Reflections on the UN General Assembly

David Hallam, UK Envoy for post-2015 Development Goals

Arriving in New York as the new UK Envoy on the post-2015 development goals, I confess to having been a little overwhelmed by the proliferation of both high-level and side events on the UN General Assembly (UNGA) calendar.This week has the unique ability to draw in deeply important voices from all corners of the world and all walks of life, and to land upon the hot topics that really matter.

It is telling and exciting that post-2015 has been at the heart of this week’s discussions. Both the UN Secretary-General and the President of the General Assembly should be applauded for their dedication to ensuring that over the coming months, as we maintain the momentum on the Millennium Development Goals (MDGs), we also start to build a post-2015 framework that is visionary, compelling, ambitious and practical.

As the week draws to a close, I wanted to reflect on some of the discussions and statements of the last few days, and to identify some broad emerging themes.

Firstly, I am delighted that the MDG Special Event Outcome Document is so clear on the need for a single set of goals that focus on poverty eradication and put sustainable development at the core. Indeed, this has been the tone of many of the statements and discussions throughout the week, ranging from General Debate speeches to side events with important civil society voices. We need a holistic approach that integrates the three dimensions of sustainable development, an area where perhaps the MDGs could have gone further.

I sense that this need to build on and go beyond the MDGs, and to address issues that the MDGs didn’t cover fully, has growing momentum.

One particular area I want to flag is the call for a framework that includes good governance, peace, the rule of law and human rights.  Whether it has been the “A Million Voices - World We Want” report, events on the rule of law, Member State speeches throughout the week, or indeed the Outcome Document itself, the arguments are compelling. It is clear to me that safety, access to justice and accountable governments are both enablers of development and outcomes of it – girls getting home safe from school; justice being done and seen to be done; people having a voice in the decisions that affect their lives. And this is what people living in poverty are calling for – dignity, safety, a voice.  As we start to build the new framework, we have no excuse for ignoring their calls.
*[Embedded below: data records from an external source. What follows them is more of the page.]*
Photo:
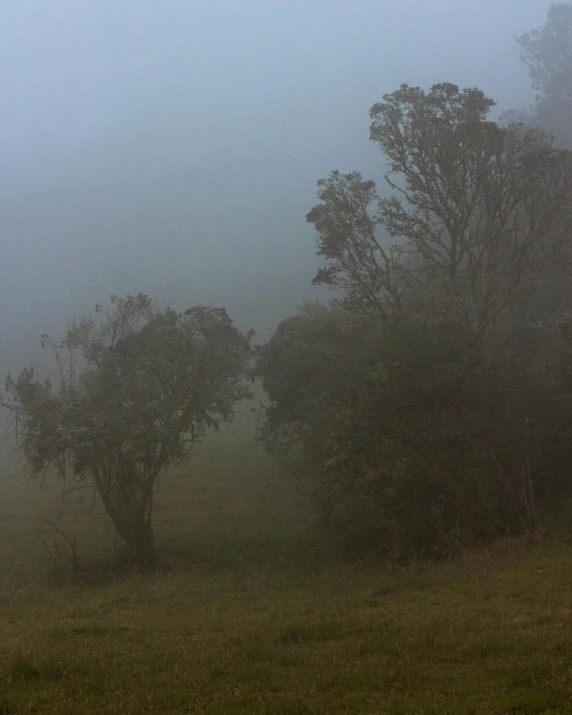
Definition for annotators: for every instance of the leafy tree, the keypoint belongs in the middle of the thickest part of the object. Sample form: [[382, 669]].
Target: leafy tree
[[547, 53], [412, 442], [137, 387], [478, 211]]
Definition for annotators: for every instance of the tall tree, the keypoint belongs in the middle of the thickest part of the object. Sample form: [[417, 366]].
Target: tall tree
[[476, 214], [547, 53], [137, 387]]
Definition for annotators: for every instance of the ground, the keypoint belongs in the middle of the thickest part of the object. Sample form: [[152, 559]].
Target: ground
[[253, 611]]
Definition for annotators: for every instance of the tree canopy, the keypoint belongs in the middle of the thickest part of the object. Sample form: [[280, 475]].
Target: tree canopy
[[477, 212], [136, 388]]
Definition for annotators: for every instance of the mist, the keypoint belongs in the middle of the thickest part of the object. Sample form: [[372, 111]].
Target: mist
[[173, 148]]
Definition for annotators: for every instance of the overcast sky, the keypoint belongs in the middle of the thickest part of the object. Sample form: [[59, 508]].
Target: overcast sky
[[173, 146]]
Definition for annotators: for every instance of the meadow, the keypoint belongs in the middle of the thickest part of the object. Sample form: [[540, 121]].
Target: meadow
[[254, 610]]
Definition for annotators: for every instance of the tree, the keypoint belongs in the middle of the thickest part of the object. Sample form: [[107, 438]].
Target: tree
[[547, 53], [137, 387], [412, 442], [478, 211]]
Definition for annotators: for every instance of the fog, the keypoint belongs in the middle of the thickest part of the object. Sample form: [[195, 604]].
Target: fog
[[173, 147]]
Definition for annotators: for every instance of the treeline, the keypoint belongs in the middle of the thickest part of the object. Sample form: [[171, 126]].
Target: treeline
[[429, 406]]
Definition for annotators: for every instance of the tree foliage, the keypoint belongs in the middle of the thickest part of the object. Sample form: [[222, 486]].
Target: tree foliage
[[413, 442], [136, 388], [547, 53], [424, 409], [477, 213]]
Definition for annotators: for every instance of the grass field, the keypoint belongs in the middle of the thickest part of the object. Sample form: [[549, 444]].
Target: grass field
[[253, 611]]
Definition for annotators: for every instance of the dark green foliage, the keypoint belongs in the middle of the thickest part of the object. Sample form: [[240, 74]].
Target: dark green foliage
[[547, 53], [414, 442], [428, 408], [478, 212], [136, 388]]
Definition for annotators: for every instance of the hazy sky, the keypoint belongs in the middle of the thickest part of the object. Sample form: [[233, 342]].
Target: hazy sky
[[173, 146]]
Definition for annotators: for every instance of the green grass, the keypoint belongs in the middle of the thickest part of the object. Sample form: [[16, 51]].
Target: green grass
[[253, 612]]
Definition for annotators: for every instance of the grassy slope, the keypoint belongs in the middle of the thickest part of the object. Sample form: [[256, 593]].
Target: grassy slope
[[256, 615]]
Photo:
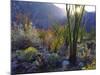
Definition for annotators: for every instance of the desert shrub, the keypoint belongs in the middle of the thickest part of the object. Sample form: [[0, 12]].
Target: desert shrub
[[54, 60], [30, 52]]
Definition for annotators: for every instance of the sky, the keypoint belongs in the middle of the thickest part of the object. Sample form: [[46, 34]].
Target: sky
[[87, 8]]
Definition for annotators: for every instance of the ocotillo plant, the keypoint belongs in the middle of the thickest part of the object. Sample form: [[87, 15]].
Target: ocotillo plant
[[73, 32]]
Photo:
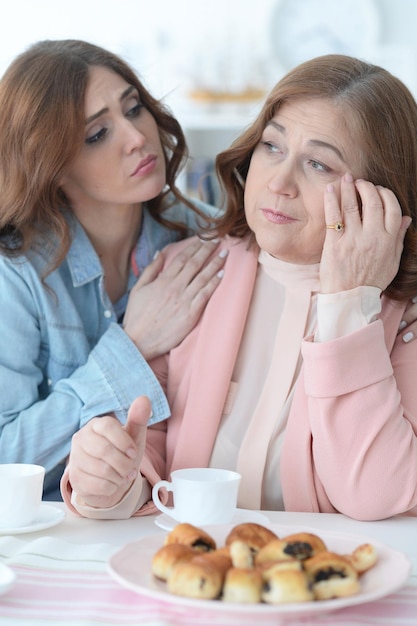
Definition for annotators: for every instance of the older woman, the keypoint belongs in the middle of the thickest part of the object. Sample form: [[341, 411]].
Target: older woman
[[295, 375]]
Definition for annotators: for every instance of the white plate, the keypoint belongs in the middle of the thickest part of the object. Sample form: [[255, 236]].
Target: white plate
[[7, 578], [48, 516], [131, 567], [242, 515]]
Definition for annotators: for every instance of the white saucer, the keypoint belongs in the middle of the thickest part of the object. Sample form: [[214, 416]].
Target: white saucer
[[48, 516], [7, 578], [241, 516]]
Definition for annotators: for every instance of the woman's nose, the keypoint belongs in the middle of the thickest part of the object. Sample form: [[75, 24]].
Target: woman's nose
[[133, 137]]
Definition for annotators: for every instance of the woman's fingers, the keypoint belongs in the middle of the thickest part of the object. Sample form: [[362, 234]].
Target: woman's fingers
[[162, 312], [367, 250], [103, 456]]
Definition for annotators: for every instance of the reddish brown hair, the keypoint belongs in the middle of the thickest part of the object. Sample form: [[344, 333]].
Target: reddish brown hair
[[382, 115], [42, 125]]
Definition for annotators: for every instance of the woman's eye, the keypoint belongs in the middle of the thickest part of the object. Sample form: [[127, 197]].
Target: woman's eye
[[319, 167], [96, 137]]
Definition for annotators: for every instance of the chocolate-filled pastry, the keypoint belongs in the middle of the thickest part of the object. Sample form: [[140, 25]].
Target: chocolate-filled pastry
[[242, 585], [269, 567], [297, 546], [363, 557], [254, 535], [276, 550], [331, 576], [287, 585], [167, 557], [197, 578], [190, 535]]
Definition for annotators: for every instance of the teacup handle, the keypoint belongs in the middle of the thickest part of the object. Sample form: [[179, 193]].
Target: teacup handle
[[169, 510]]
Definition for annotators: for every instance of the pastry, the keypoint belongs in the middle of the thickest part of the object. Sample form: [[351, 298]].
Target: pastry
[[363, 558], [168, 556], [190, 535], [297, 546], [287, 585], [254, 535], [331, 576], [268, 567], [241, 554], [197, 578], [242, 585]]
These calls need to shape the way we view the whole post-2015 agenda. For me, some of the most exciting and inspiring moments of the week have come during the side events held by civil society organisations that have brought the voices of the poorest and most marginalised into the room. From meetings and events with MyWorld, Beyond2015 and Stakeholder Forum, and many more, I am reminded, as I was during the consultations undertaken by the High Level Panel, of the experience, expertise and ability offered by those non-state actors. It is essential that this framework reflects what they are saying and makes them active participants, both in the shaping of the framework and the implementation of it. The inaugural meeting of the High Level Political Forum has reinforced the need, not simply for a bold set of goals, but an accountability and review mechanism that turns goals into actions. This requires political will and leadership, and the messages from the first meeting of the Forum were very positive in demonstrating the recognition of this.
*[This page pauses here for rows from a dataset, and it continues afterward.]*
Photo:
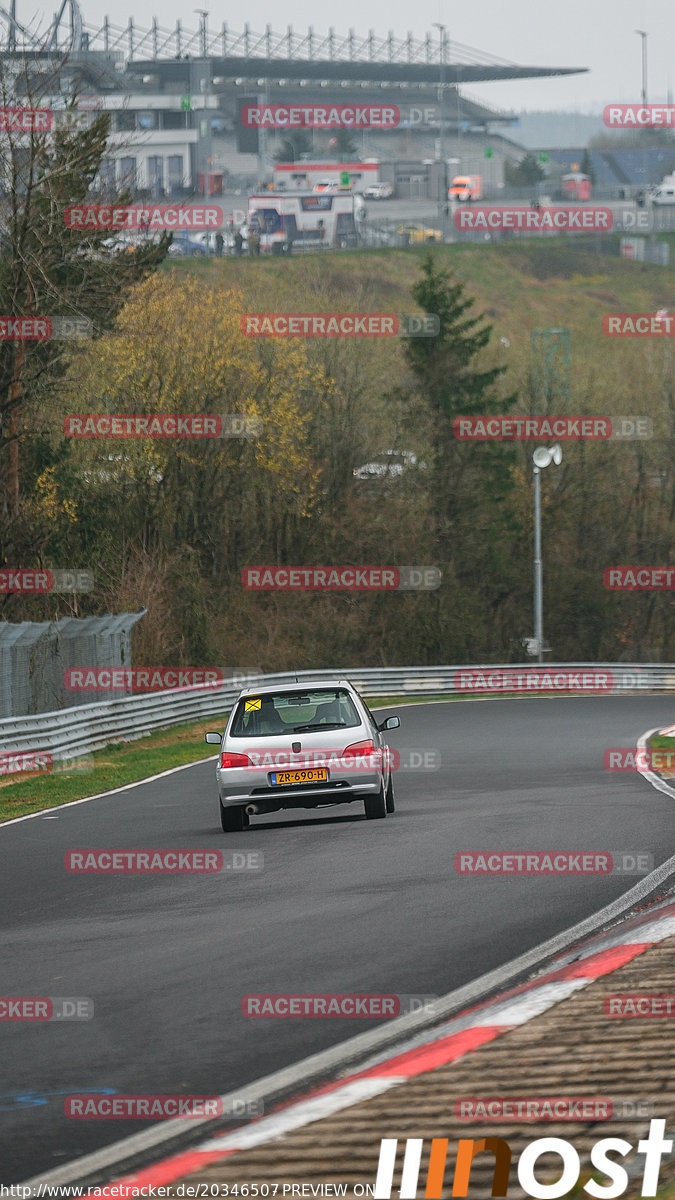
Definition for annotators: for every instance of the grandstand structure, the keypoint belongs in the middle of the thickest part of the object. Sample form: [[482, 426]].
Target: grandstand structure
[[175, 96]]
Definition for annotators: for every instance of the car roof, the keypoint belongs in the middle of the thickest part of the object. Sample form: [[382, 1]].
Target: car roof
[[302, 685]]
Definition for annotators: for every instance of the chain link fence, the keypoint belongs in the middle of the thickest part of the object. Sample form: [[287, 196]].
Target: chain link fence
[[35, 655]]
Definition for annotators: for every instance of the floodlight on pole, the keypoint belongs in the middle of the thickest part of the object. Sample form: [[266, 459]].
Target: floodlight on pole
[[542, 457]]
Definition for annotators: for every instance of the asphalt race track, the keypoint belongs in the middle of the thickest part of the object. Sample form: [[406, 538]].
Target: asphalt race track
[[342, 905]]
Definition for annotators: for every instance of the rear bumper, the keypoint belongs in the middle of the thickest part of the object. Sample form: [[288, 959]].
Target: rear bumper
[[339, 790]]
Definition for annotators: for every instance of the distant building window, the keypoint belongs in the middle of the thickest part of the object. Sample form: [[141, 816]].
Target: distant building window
[[127, 173]]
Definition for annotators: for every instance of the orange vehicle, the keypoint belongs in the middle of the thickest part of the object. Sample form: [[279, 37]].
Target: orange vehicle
[[466, 187], [577, 186]]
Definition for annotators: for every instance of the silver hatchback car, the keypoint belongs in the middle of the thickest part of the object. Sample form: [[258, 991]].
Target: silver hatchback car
[[302, 747]]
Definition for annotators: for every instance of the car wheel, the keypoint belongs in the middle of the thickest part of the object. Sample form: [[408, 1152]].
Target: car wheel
[[375, 805], [233, 820]]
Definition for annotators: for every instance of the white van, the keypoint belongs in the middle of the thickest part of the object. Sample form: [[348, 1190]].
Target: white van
[[664, 192], [663, 195]]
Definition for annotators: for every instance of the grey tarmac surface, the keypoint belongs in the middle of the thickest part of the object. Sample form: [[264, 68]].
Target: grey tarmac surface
[[342, 905]]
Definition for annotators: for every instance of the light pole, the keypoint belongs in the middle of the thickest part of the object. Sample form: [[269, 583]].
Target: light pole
[[205, 89], [542, 457], [443, 201], [641, 34]]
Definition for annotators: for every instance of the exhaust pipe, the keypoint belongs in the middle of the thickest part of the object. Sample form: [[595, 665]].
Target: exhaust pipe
[[262, 805]]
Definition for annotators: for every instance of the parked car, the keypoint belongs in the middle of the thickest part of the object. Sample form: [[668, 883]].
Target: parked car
[[378, 192], [186, 246], [388, 465], [413, 234]]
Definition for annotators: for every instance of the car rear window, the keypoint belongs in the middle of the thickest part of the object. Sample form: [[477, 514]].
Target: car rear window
[[285, 712]]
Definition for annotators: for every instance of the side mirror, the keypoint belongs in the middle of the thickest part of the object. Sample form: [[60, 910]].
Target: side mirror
[[392, 723]]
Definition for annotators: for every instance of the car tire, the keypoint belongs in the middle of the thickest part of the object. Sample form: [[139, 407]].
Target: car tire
[[233, 820], [375, 805]]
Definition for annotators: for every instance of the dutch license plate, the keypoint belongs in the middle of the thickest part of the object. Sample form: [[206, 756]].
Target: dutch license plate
[[314, 775]]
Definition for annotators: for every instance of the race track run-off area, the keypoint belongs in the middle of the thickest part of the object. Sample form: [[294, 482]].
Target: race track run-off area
[[340, 905]]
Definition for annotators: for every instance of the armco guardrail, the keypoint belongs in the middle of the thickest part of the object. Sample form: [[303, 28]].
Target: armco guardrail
[[72, 732]]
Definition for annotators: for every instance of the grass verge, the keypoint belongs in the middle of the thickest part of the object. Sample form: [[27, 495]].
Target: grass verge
[[119, 763]]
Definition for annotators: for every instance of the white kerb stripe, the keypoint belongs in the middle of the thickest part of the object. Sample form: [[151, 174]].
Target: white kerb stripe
[[298, 1115], [411, 1168], [384, 1179], [521, 1008]]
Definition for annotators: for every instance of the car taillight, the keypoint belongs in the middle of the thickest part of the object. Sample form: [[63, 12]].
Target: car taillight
[[358, 749], [234, 760]]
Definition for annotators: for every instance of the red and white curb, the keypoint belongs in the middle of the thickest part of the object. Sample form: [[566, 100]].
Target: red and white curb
[[435, 1048]]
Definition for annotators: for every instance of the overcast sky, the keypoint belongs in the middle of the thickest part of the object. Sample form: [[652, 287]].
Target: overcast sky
[[596, 34]]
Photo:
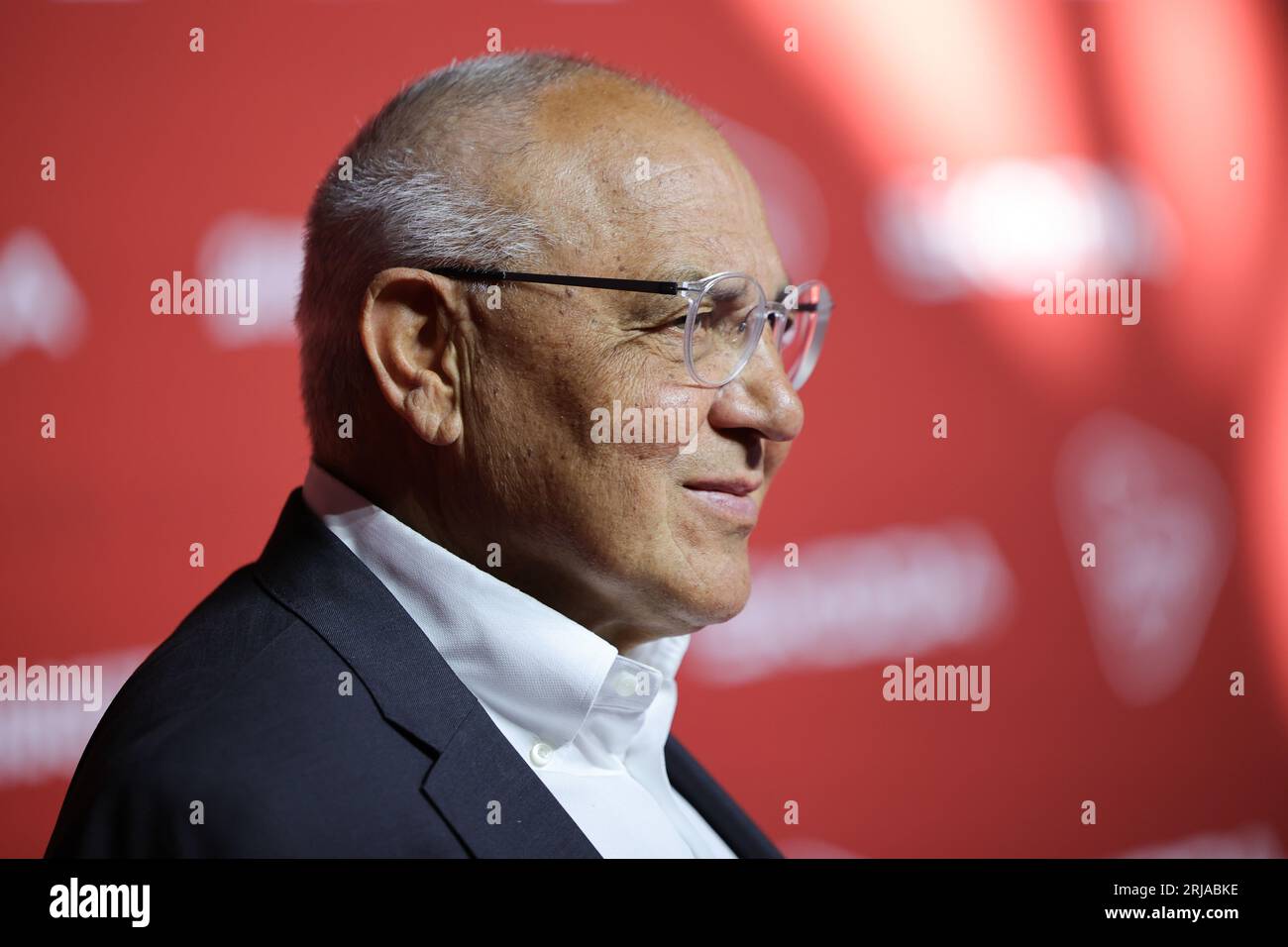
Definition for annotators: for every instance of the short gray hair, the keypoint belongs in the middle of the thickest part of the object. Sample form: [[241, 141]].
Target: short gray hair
[[415, 200]]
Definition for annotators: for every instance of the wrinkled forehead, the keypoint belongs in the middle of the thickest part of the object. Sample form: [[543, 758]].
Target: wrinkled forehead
[[629, 178]]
Last, but by no means, least, a prominent theme this week has been the critical importance of girls and women in the post-2015 development agenda. Here, I must declare an interest. On Tuesday the UK, alongside the USA, hosted our annual MDG Countdown, which reflected on some of the amazing progress that has been made in providing girls and women with a voice, choice and control over their lives. The UK’s International Development Secretary, Justine Greening, set out how “investing for women and girls is a virtuous cycle and unlocks progress elsewhere.” This echoes statements and speeches I have heard throughout this week – it is clear that we will not be able to eradicate extreme poverty and leave no one behind if we do not deliver for girls and women. And 113 countries endorsed a historic new ‘Declaration of Commitment to End Sexual Violence in Conflict’ that contains a set of practical and political commitments to end the use of rape and sexual violence as a weapon of war, which terrorises and destroys communities during conflict.

So, as the week draws to a close and those of us not fortunate enough to live in New York pack our bags and head home inspired by the conversations we have had and the people we have met, I urge us all not to lose that inspiration. We need to keep up the energy, maintain the momentum and build on the issues that have been at the heart of discussions here. This week has shown the importance of collaboration, of listening to what people want, and has shown us that there is a need to act now if we are to build a framework that the world deserves.